Dolarizasyon Nedir?


Merkez Bankası Başkanı Sayın Erdem Başçı’nın bir televizyon kanalında yaptığı açıklamalarda yapılacak olan Para Piyasası Kurulu’nda (PPK) bankaların %27 olan Türk Lirası yerine döviz tutturabildikleri munzam karşılıkların %50’ye çıkması yönünde görüşü dikkat çekiciydi. Üstelik bu oran 2004 sonrası %27’ye gerilemişken tekrar %50’ye çıkarılma isteği bende dikkat uyandırdı ve bu TL yükümlülüklerin döviz cinsinden saklanmasının ne demek olduğunu ve ülkede ne gibi durumlarda uygulandığını anlatmak istedim. Şimdi konumuza geldiğimizde Türkiye uzun yıllar yüksek enflasyonla mücadele etmiş ve enflasyonun 1971’de çift haneli rakamlara ulaşmasını engelleyememiştir.(İstatistikler için MB verilerine bakılabilir.)1971-2003 arası enflasyon ortalama yüzde %52 düzeyindeydi. Arada bazı aylar üç basamaklı rakamlara da ulaştı enflasyon. Böyle uzun süre oldukça yüksek düzeyde enflasyonla haşır neşir olan ülkelerde yabancı para birimleri kullanılmaya başlanıyor. Neden?

Fiyatlar hızla artarken tuttuğunuz yerli paranın alım gücü azalıyor. Bu durumda dolar ya da Euro tutmak, harcamak gerektiğinde de bunları yerli paraya çevirmek avantajlı oluyor. Öte yandan , çoğu durumda elinizdeki dövizi TL ye çevirmenize bile gerek yok. Karşınızdaki de nasıl olsa o paraları kabul ediyor. Sakız, gofret ya da su almak için geçerli olmasa bile televizyon, oturma odası, otomobil almak için “kaç dolar bu?” gibi sorular sorulabiliyor ve alışılagelmiş bir durum oluyor. Tahmin edeceğiniz gibi bu hale gelmiş bir ekonomide yerli para değer saklama aracı özelliğini de yitiriyor. Ekonominin geneli yerli para kullanmak yerine döviz kullanıyor yani parasal ikame gerçekleşiyor. Dolayısıyla bu ülkelerde sadece para ikamesinin yanında buna ek olarak varlıkların ve yükümlülüklerin bir kısmı döviz cinsinden oluyor. Bu olguya “ dolarizasyon “ deniyor. Varlık ve yükümlülük dolarizasyonu diye ayıranlar da var. Varlık dolarizasyonu , bir ülkedeki ekonomik birimlerin mali varlık portföylerinin ne kadarının yabancı para cinsinden ve yabancı paraya endeksli mali varlıktan olduğu ölçülüyor. Diğer dolarizasyon çeşiti olan varlık dolarizasyonu ise borç alanların ne kadarının döviz cinsinden ya da dövize endeksli olduğu ile ölçülüyor. İkisini birleştirip finansal dolarizasyon başlığı altında inceleyenler de var.(F.ÖZATAY)

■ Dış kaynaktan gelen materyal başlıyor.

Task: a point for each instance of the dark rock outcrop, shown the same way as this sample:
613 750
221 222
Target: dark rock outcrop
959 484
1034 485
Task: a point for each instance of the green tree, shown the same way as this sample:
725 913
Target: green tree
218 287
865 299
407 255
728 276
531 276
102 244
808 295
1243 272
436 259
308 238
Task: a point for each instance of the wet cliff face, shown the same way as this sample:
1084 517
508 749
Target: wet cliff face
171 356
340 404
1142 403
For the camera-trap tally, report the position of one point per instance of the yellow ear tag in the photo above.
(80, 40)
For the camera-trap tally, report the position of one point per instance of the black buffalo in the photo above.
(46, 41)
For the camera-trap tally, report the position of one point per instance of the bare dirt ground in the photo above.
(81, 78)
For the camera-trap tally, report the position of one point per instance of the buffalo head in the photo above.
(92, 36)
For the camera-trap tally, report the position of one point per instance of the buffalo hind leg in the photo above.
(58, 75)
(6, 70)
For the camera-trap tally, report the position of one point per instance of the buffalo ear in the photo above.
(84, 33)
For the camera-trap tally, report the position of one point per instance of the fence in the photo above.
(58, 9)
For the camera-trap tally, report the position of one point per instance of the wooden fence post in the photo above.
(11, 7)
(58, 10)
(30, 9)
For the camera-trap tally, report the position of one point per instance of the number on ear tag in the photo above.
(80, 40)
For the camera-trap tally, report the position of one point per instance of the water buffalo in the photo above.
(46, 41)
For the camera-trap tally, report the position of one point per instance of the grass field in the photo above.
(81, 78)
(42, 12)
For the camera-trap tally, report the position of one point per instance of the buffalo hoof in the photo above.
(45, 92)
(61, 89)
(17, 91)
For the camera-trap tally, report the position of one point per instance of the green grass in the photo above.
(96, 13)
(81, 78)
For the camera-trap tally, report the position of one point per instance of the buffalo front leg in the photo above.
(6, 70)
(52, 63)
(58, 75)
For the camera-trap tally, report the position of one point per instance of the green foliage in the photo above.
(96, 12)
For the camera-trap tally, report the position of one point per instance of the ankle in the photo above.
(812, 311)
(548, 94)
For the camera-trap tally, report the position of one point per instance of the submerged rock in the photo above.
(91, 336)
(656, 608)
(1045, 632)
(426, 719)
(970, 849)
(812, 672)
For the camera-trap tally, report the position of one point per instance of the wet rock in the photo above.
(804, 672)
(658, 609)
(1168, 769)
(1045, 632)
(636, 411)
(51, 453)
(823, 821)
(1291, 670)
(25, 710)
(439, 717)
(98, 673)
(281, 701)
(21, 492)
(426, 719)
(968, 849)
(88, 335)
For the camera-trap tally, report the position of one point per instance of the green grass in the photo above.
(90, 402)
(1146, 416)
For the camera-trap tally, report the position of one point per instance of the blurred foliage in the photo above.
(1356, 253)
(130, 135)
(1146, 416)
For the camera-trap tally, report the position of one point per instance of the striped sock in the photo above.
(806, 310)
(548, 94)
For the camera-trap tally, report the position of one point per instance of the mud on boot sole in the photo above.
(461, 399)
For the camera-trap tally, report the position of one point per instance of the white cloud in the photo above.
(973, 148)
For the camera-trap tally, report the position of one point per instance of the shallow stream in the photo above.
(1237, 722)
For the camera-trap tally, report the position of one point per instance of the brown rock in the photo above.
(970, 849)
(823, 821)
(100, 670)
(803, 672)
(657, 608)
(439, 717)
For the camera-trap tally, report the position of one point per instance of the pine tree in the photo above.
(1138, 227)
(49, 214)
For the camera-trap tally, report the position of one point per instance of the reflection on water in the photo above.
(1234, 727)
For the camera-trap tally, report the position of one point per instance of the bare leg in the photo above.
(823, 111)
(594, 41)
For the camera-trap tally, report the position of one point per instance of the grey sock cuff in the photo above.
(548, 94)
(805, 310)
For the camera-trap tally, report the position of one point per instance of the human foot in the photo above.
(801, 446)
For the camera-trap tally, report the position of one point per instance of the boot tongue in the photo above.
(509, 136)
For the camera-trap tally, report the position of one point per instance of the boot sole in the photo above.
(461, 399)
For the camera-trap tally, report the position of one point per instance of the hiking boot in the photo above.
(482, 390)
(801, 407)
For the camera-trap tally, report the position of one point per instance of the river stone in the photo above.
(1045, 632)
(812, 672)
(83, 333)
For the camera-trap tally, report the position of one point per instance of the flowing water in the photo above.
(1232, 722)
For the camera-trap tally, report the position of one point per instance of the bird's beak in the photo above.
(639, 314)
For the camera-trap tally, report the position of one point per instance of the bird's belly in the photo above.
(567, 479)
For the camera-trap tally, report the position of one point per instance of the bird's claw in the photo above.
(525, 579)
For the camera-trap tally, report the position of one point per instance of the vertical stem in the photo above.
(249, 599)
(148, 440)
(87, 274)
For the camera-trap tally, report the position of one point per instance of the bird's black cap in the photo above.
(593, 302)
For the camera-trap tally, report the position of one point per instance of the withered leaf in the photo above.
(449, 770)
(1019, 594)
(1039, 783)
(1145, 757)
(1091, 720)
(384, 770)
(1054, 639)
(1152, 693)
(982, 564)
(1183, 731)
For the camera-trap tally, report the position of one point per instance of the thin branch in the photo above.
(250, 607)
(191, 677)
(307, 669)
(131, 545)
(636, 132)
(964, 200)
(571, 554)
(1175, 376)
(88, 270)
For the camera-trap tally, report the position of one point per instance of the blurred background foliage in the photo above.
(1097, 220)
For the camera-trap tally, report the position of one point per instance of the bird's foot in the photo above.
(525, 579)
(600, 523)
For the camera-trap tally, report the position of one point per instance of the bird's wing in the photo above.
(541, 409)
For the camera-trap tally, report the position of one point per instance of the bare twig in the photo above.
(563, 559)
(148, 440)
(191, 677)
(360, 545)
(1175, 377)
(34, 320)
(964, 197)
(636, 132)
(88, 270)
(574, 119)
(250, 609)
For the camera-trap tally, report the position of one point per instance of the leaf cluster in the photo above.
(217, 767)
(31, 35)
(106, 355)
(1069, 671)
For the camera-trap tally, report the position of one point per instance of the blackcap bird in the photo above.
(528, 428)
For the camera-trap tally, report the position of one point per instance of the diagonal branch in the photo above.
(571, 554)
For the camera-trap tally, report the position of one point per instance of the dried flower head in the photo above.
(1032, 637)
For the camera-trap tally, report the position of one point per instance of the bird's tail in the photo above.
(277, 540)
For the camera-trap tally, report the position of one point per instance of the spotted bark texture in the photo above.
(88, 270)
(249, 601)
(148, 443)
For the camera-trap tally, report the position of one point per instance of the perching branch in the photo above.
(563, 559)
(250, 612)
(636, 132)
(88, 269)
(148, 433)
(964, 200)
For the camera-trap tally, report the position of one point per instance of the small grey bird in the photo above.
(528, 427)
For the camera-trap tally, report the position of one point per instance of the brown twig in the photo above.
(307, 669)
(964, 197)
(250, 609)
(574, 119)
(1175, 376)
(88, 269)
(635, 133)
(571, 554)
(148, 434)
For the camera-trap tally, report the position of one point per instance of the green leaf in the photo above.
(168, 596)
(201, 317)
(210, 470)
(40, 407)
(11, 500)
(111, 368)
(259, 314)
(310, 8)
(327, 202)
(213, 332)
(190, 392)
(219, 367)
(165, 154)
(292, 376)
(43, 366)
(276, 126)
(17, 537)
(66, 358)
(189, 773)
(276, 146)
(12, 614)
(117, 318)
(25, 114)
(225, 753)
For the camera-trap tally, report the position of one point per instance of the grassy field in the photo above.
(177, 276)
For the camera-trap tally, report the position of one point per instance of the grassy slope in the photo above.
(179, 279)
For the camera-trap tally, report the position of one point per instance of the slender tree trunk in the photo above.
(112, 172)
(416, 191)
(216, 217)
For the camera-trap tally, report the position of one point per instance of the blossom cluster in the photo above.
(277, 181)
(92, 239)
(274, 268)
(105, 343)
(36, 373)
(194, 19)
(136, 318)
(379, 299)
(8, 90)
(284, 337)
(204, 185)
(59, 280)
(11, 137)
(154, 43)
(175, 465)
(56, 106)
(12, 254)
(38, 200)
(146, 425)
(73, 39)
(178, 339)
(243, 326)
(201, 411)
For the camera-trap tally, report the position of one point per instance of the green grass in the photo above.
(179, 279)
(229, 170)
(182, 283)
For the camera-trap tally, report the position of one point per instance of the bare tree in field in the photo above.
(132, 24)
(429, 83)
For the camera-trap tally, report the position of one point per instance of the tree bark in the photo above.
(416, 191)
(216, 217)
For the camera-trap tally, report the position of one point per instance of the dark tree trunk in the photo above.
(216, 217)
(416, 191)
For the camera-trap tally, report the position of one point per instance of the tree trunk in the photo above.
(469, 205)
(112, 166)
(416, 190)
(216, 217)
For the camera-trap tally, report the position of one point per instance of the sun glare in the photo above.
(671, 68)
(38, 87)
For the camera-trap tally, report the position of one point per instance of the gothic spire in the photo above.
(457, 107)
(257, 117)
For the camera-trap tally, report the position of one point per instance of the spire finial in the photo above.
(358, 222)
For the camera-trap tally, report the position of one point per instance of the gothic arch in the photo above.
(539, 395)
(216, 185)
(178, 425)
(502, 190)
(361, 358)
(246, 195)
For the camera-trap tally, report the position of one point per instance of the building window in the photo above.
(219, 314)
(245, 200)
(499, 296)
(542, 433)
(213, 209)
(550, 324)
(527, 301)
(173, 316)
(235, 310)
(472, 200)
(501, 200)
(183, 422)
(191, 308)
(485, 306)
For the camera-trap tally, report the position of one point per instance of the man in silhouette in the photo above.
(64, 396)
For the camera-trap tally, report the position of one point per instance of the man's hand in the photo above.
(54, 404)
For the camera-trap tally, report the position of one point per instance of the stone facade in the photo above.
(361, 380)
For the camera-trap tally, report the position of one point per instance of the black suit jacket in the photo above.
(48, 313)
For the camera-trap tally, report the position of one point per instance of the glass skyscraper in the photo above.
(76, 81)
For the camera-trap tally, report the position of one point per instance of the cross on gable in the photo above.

Sonuç olarak şuna geliniyor. Merkez Bankası döviz cinsi munzam karşılıkları arttırarak gerçekte olmayan sadece bilanço kaleminde artışa yol açacak bir döviz rezervi arttırma planına gidiyor. Dolarizasyon da burda başlıyor çünkü piyasadaki enflasyon kredi kanalı ile artıyor. Üstelik enflasyonun birinci çeyrekte çift haneli olduğu bir dönemde ve T.C.M.B’nin açıklamalarıyla parasal sıkılaştırmaya gidildiği bir dönemde. Konumuza geri dönersek şunu unutmamalıyız. MB’nin arttırdığı dövizler aslına bakılırsa özel bankaların ve ülkemizde olası bir döviz kuru artışı ( şu anda 1 TL = 1.86 $ ) onların bilançolarını arttırırken bu MB’nin ise borç miktarını arttırıyor. Dolarizasyonun asıl sakıncası bu. Ayrıca bir ülkenin kendi parasının zorunluğu karşılığını arttırmayıp- bu parayı kendi basıyor – başkasının parasını saklamaya gitmesi ülkede ülkenin parasına olan güveni azaltıyor bu da kişilerin TL saklamak yerine döviz saklamaya gitmelerine neden oluyor.Kısaca şu oluşuyor: TL ye olan güven azaldığı için döviz de miktar olarak sınırlı kabul edersek piyasada TL daha da bollaşıyor.Enflasyonu etkileyebiliyor ve ayrıca kişilerin döviz ile alış-veriş yapmalarına sebep olabiliyor. Bu açıdan bakıldığında dolarizasyonun ne demek olduğunu anlattığımı umuyorum .Saygılarımla.